A deterministic cycle for developing, refactoring, and maintaining a complex Nix Flake.

🏗️ The Problem: The “Hope-Based” Loop

In large Nix configurations, a small change in a library or shared module can trigger an infinite recursion error or a broken flake output. Relying on nixos-rebuild switch (the “Sync” command) to catch these is slow and frustrating because it involves building the entire derivation before failing.

🧪 The Solution: The “Check-First” Cycle

We employ a professional three-tiered verification strategy using the hey check utility.

1. Syntax Layer (hey check syntax)

  • Action: Runs nix-instantiate --parse on every .nix file.
  • Goal: Catch missing semicolons, unclosed braces, or basic typos instantly.
  • When: Run this after any multi-file refactor.

2. Integrity Layer (hey check flake)

  • Action: Runs nix flake check.
  • Goal: Ensure the flake schema is valid, inputs are correctly wired, and all outputs are evaluate-able.
  • When: Run this after updating flake.nix, flake.lock, or adding new hosts.

3. Evaluation Layer (hey check eval)

  • Action: Performs a deep evaluation of a host’s system.build.toplevel.drvPath.
  • Goal: Catch Infinite Recursion and logic errors. This forces Nix to resolve the entire module tree without downloading or building anything.
  • When: Crucial after any logic change to modules or library functions.

🚀 Step-by-Step Refactoring Workflow

Step 1: Modification

Perform your refactor (e.g., extracting a shared option, unifying a script).

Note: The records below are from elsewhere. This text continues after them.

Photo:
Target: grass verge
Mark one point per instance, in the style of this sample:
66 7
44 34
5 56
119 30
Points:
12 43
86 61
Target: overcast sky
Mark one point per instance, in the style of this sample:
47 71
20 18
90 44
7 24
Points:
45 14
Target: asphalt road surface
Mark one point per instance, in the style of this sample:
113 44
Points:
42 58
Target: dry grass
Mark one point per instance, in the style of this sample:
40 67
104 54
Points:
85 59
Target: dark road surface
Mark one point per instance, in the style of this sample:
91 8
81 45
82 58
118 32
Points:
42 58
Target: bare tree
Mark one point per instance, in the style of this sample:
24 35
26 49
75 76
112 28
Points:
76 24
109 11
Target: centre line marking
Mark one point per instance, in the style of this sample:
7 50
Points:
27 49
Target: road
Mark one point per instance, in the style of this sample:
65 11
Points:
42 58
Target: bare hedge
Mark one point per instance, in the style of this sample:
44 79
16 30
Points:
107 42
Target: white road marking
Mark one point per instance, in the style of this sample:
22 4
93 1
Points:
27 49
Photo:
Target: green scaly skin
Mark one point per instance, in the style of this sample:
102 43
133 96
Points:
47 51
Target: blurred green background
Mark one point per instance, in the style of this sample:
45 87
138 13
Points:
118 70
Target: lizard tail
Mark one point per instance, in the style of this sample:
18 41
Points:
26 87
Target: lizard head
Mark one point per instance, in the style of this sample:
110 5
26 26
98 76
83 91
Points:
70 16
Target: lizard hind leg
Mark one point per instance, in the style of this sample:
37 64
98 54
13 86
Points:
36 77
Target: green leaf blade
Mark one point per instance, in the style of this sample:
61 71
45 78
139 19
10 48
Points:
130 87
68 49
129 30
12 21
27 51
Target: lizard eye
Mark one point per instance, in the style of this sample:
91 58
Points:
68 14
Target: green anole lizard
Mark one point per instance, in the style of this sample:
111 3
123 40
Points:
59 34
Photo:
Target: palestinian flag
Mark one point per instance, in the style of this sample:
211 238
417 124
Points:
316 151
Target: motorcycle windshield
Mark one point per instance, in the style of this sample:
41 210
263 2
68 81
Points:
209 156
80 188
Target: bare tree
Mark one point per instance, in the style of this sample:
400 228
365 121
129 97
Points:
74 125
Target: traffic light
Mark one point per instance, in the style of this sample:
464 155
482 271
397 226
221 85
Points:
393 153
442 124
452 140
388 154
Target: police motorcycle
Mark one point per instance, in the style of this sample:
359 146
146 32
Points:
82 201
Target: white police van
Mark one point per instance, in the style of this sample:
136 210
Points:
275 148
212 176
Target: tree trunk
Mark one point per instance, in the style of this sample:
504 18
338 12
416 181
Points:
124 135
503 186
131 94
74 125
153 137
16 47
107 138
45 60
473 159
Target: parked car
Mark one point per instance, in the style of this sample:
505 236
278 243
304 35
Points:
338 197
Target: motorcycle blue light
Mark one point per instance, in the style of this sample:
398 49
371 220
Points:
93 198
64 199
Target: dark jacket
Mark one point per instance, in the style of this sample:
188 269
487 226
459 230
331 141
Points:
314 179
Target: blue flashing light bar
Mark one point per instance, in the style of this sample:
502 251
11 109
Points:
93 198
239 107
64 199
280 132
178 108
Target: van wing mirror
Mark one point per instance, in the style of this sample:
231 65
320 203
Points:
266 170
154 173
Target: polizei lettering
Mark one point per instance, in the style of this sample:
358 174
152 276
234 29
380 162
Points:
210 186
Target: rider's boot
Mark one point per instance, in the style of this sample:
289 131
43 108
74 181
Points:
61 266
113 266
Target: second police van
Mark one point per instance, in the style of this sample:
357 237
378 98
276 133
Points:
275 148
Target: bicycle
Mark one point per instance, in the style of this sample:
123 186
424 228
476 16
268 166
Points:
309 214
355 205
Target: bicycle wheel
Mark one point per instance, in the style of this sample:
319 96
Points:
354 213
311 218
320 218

Step 2: Verification (The “Smoke Test”)

Run hey check eval --host <affected-host>. This is mandatory for every refactor, including those performed by AI Agents.

  • If it passes, the logic is sound.
  • If it fails with infinite recursion, use the --show-trace output to find the loop.
  • If hey check itself is broken or errors out: Stop your current task and refactor the hey tool itself (located in bin/hey or bin/hey.d/). The verification ecosystem must be kept robust at all times.

Step 3: Debugging Recursion

If you hit a recursion error:

  1. Check the trace for the last file in the repository (e.g., modules/desktop/term/alacritty.nix:131).
  2. Look for “Circular Dependencies”: Is a mkIf condition depending on a value defined inside that same mkIf?
  3. Use hey repl to manually walk the attribute set:
    hey repl nix
    nix-repl> :lf .
    nix-repl> nixosConfigurations.id3-eniac.config.modules.desktop.term.alacritty.settings

Step 4: Final Validation

Once evaluation passes, run a full sync or a VM build to verify behavioral correctness:

  • hey sync build-vm (The safest way to test broad system changes)
  • hey sync switch (The final application)

🛠️ Tool Summary

CommandTierPurpose
hey check syntax1Catch syntax typos
hey check flake2Verify flake schema/inputs
hey check eval3Detect infinite recursion
hey check all1-3Full host health check

📜 Recursion Safety Rules

  1. Lazy Evaluation is your Friend: Nix is lazy, but it must resolve a value to check a condition. If the condition for a module’s enablement depends on that module’s configuration, you have a loop.
  2. Avoid config inside mkIf conditions: Try to use pkgs or other inputs for conditions when possible.
  3. Use lib.mkIf carefully: Ensure the boolean condition is “stable” and doesn’t bounce back and forth between definitions.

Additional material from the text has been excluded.